Although the precise physiological role of claudin-1 is unclear, newborn claudin-1 deficient mice develop severe dehydration and die within 1 day of birth [75], indicating that claudin-1 plays a fundamental role within TJ. Additionally, overexpression of claudin-1 increased transepithelial electrical resistance (TER) and decreased paracellular permeability to 4–40 kDa FITC dextran in MDCK cells [76], further indicating the important role of claudin-1 in TJ formation.
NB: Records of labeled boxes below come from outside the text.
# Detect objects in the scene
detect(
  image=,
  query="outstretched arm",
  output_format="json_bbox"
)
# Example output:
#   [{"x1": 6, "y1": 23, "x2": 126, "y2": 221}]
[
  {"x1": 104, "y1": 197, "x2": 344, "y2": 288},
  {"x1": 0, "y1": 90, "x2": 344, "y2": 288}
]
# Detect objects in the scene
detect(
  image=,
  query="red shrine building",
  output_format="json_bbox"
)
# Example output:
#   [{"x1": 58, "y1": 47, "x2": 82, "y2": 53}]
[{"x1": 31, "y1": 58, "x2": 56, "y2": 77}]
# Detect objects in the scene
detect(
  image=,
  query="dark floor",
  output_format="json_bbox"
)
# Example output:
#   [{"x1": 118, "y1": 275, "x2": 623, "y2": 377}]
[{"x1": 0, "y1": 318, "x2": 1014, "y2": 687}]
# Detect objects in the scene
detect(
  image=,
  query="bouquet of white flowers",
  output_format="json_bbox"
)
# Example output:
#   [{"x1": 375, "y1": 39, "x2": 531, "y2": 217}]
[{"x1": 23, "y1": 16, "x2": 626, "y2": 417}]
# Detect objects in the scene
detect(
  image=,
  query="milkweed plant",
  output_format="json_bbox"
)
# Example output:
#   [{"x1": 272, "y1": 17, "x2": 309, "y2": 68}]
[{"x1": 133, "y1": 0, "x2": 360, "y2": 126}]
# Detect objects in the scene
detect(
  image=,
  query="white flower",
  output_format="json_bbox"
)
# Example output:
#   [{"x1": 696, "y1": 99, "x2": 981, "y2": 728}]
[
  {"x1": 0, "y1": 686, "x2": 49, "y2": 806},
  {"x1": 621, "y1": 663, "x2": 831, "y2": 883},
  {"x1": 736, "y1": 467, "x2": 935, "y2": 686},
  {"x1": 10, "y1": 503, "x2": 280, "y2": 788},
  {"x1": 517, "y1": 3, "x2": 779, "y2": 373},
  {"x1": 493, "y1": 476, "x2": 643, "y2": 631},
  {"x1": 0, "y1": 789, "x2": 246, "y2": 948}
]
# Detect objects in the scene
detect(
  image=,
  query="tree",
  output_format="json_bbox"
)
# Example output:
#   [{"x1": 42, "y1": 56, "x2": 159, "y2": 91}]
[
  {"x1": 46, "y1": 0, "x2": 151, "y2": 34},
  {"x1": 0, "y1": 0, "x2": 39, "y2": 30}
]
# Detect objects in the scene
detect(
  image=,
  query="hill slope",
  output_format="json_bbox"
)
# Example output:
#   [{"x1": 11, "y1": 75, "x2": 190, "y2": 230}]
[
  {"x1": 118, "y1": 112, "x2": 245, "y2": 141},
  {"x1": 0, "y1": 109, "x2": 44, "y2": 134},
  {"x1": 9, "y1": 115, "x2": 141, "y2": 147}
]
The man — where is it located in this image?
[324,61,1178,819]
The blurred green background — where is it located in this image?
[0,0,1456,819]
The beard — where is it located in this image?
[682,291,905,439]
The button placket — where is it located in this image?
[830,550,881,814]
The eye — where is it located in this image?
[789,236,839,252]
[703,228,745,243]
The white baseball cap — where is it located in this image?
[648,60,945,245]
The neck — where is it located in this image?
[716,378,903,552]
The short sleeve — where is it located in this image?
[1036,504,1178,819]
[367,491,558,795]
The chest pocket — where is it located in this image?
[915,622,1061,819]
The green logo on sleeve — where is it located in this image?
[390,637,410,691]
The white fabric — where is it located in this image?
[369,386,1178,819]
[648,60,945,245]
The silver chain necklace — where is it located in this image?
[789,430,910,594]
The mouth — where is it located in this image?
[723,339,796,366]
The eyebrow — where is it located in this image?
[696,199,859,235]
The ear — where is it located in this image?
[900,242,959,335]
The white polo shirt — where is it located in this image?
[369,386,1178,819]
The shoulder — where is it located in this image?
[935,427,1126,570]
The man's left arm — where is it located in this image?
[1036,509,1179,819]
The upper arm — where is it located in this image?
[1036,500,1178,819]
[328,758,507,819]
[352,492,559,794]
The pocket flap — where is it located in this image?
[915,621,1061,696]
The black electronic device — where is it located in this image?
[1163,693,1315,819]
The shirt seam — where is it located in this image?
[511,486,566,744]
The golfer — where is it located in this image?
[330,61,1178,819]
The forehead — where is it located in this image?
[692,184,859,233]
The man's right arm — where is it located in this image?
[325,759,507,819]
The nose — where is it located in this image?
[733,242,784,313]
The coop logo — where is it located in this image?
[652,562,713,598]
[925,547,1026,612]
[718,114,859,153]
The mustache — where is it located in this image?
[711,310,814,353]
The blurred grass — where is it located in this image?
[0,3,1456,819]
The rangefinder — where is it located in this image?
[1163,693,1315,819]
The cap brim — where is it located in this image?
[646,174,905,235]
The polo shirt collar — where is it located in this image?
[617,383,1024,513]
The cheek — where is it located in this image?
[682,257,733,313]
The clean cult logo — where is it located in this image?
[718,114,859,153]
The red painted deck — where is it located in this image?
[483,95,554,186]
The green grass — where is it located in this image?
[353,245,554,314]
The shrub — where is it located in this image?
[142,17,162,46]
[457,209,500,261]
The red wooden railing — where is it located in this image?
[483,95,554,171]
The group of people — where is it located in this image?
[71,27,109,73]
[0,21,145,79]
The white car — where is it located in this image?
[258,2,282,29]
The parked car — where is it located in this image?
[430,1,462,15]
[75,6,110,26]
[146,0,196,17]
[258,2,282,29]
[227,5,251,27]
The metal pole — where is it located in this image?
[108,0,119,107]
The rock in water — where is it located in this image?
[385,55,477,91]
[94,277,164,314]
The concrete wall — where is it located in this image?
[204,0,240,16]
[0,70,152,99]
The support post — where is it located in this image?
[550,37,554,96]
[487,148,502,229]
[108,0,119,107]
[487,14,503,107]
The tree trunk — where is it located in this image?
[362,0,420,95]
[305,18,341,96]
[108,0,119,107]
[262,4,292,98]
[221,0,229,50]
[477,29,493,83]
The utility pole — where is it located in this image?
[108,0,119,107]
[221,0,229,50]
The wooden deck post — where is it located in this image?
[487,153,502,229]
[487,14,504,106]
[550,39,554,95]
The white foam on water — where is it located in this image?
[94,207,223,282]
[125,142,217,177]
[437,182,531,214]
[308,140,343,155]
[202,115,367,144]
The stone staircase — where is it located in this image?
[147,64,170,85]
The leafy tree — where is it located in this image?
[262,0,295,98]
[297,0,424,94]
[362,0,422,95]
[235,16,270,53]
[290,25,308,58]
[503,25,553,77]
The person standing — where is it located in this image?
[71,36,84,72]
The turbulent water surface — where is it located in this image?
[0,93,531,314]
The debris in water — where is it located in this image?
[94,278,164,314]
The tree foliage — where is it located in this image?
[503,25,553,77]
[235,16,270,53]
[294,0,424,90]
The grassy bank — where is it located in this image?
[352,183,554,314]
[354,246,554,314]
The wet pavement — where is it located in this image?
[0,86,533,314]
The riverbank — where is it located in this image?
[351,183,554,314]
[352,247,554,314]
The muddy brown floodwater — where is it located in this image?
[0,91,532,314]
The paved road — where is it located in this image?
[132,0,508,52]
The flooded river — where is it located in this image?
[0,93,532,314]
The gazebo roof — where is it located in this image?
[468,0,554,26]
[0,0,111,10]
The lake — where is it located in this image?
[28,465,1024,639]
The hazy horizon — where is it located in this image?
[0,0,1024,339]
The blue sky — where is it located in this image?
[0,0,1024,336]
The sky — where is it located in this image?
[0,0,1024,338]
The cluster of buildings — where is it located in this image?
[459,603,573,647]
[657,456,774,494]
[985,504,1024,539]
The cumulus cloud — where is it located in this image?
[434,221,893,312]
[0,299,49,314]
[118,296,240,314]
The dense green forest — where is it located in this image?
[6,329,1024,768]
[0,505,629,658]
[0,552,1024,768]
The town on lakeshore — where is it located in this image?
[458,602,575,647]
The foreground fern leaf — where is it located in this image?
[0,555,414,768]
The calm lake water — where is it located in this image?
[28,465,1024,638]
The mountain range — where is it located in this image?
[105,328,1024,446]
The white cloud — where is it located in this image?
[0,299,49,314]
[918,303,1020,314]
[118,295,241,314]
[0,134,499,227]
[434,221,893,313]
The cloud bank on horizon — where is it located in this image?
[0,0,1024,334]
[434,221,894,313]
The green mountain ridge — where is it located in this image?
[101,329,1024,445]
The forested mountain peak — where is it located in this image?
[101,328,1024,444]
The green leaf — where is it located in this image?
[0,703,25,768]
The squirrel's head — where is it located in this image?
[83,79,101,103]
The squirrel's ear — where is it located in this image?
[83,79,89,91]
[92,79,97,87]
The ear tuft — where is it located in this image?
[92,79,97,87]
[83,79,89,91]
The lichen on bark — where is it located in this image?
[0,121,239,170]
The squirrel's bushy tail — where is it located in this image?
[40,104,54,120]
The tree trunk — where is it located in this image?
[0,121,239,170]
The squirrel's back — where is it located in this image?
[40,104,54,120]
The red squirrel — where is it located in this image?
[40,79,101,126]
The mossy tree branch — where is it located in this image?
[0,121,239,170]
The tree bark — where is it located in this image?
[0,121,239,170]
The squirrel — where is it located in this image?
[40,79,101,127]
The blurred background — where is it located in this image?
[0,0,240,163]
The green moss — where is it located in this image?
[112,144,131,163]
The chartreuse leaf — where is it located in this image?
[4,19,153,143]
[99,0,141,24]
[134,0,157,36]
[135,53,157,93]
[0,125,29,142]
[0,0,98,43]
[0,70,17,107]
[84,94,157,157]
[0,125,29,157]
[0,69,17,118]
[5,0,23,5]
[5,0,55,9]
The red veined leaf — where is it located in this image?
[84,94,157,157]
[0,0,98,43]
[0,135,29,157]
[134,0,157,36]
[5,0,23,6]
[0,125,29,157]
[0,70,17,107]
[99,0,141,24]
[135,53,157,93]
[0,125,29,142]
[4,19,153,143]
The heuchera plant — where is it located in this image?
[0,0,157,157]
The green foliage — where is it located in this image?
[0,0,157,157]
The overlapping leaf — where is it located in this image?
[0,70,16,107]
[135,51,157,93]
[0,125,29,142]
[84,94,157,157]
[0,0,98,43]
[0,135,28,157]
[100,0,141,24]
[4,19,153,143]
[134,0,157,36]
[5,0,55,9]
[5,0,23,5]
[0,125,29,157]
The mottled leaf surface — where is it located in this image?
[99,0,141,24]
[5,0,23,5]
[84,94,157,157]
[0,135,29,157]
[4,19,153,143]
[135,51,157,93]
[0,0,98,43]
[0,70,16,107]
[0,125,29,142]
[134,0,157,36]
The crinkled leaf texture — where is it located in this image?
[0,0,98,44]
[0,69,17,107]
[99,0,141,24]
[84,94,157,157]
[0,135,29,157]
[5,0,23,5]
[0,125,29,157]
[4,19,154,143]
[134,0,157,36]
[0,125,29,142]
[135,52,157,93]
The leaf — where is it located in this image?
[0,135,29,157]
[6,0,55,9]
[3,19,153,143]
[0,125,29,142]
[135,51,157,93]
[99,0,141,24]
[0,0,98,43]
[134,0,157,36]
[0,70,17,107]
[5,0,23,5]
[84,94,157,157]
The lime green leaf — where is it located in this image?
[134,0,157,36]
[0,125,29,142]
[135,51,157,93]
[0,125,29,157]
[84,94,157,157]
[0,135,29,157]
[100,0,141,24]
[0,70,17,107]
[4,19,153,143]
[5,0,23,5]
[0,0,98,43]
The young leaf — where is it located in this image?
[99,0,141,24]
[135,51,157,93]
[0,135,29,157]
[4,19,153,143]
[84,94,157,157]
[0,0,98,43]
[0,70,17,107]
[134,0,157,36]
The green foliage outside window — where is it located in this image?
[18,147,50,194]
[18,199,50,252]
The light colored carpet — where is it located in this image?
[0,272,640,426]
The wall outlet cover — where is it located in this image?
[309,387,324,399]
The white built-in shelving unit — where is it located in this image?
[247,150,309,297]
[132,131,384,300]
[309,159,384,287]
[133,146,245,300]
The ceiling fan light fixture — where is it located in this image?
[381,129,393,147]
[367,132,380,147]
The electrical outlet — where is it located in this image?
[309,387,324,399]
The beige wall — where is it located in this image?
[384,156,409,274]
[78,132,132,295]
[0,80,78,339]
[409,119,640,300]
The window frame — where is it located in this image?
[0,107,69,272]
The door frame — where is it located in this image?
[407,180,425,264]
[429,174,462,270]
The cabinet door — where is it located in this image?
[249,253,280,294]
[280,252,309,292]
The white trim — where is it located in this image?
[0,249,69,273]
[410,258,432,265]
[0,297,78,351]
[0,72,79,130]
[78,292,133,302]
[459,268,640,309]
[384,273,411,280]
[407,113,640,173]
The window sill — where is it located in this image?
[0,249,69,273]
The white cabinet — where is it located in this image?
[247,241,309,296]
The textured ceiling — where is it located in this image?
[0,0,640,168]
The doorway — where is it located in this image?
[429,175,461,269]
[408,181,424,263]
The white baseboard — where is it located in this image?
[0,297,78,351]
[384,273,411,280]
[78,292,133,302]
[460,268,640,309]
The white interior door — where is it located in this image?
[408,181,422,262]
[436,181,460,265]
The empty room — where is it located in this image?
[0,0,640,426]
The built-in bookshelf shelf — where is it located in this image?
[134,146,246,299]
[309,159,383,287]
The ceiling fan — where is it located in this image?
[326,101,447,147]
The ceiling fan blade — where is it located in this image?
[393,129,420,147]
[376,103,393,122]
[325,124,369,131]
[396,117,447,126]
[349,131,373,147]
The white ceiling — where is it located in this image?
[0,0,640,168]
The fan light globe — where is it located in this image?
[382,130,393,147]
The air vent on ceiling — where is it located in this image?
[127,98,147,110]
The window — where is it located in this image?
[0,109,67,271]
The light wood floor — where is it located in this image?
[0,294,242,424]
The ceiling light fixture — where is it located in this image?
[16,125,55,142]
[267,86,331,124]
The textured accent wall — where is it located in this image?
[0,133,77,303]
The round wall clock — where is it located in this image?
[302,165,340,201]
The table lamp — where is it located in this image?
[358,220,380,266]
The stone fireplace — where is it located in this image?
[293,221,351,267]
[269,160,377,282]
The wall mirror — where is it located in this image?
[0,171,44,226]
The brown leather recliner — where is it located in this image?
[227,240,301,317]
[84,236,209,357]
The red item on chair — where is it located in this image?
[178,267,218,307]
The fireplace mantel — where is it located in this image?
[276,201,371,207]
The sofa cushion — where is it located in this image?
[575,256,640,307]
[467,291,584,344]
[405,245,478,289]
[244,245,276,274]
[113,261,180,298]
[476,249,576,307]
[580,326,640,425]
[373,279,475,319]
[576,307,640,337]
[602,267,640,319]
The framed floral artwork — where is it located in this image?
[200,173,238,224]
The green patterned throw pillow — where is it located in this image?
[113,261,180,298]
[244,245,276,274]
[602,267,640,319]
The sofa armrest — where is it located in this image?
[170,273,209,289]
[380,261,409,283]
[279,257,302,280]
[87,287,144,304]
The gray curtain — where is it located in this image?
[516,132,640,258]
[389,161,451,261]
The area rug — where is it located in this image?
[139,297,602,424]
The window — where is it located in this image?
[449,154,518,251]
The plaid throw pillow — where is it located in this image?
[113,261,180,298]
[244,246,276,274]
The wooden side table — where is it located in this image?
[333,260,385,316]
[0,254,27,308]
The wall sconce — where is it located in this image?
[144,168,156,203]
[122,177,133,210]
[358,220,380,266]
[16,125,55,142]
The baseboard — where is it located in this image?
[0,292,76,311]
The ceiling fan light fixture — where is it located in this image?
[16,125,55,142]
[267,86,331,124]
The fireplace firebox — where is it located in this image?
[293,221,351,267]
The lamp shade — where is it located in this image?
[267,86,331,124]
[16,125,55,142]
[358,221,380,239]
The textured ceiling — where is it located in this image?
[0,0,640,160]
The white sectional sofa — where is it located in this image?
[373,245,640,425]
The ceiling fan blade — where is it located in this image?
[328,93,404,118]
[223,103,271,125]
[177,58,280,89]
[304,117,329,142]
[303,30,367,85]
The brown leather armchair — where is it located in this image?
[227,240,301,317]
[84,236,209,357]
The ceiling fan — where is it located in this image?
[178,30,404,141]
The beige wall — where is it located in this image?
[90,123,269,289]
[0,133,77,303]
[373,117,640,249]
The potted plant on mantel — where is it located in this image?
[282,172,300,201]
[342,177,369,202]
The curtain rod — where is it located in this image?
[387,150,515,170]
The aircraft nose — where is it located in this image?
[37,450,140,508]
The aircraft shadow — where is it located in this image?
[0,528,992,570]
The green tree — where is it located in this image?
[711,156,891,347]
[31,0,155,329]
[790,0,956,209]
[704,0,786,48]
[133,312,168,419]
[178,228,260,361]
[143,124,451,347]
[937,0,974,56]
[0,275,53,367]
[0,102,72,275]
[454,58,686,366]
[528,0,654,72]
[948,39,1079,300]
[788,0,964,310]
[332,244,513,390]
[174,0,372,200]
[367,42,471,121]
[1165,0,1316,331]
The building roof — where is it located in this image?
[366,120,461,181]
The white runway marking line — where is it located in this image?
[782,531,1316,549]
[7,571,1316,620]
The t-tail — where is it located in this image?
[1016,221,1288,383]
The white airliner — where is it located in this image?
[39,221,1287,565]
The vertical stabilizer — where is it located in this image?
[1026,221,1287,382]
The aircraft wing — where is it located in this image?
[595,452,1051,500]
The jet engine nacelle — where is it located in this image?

Claudin-1 seems to be present only in ducts from human minor salivary gland [78] and rats (see Table 1) [79]. However, in human major salivary glands, claudin-1 was also found in serous acini (see Table 1) [80]. These studies indicate that claudin-1 expression varies among species and cell type. In polarized rat parotid gland Par-C10 cell monolayers [81] that endogenously express claudin-1 [35] treatment with proinflammatory cytokines TNF and/or IFN caused a reduction of claudin-1 expression. The observed claudin-1 downregulation was associated with disruption of TJ structure and function [35]. These findings indicate that claudin-1 may contribute to TJ integrity in salivary epithelium, a condition that is necessary for cell polarity and unidirectional ion secretion.

3.1.2. Claudin-2

The commonly used experimental MDCK strains (i.e., types I and II) differ in TER when they form monolayers [68]. MDCK I cell monolayers do not express claudin-2 and have a very high TER [68, 82]. However, MDCK II cell monolayers have a 10- to 100-fold lower TER than MDCK I cell monolayers do, and they express claudin-2 in the intercellular space [68, 82]. Both cell strains express the TJ proteins claudin-1, -3, and -4, as well as ZO-1 and occludin [68]. These studies revealed that incorporation of claudin-2 converts the tight TJ strands to leaky strands in MDCK I cell monolayers. Other studies indicate that exogenous claudin-2 expression in MDCK-C7 cells (a twin to MDCK strain I cells) induces cation-selective channels in the TJ [77, 83]. Additionally, in the kidney, claudin-2 expression is restricted to leaky epithelium in the proximal tubule and thin descending limb of Henle [84]. Furthermore, claudin-2 is absent in the remaining distal nephron, which is considered to be a tight epithelium [84]. These studies indicate that claudin-2 causes leakiness within the TJ.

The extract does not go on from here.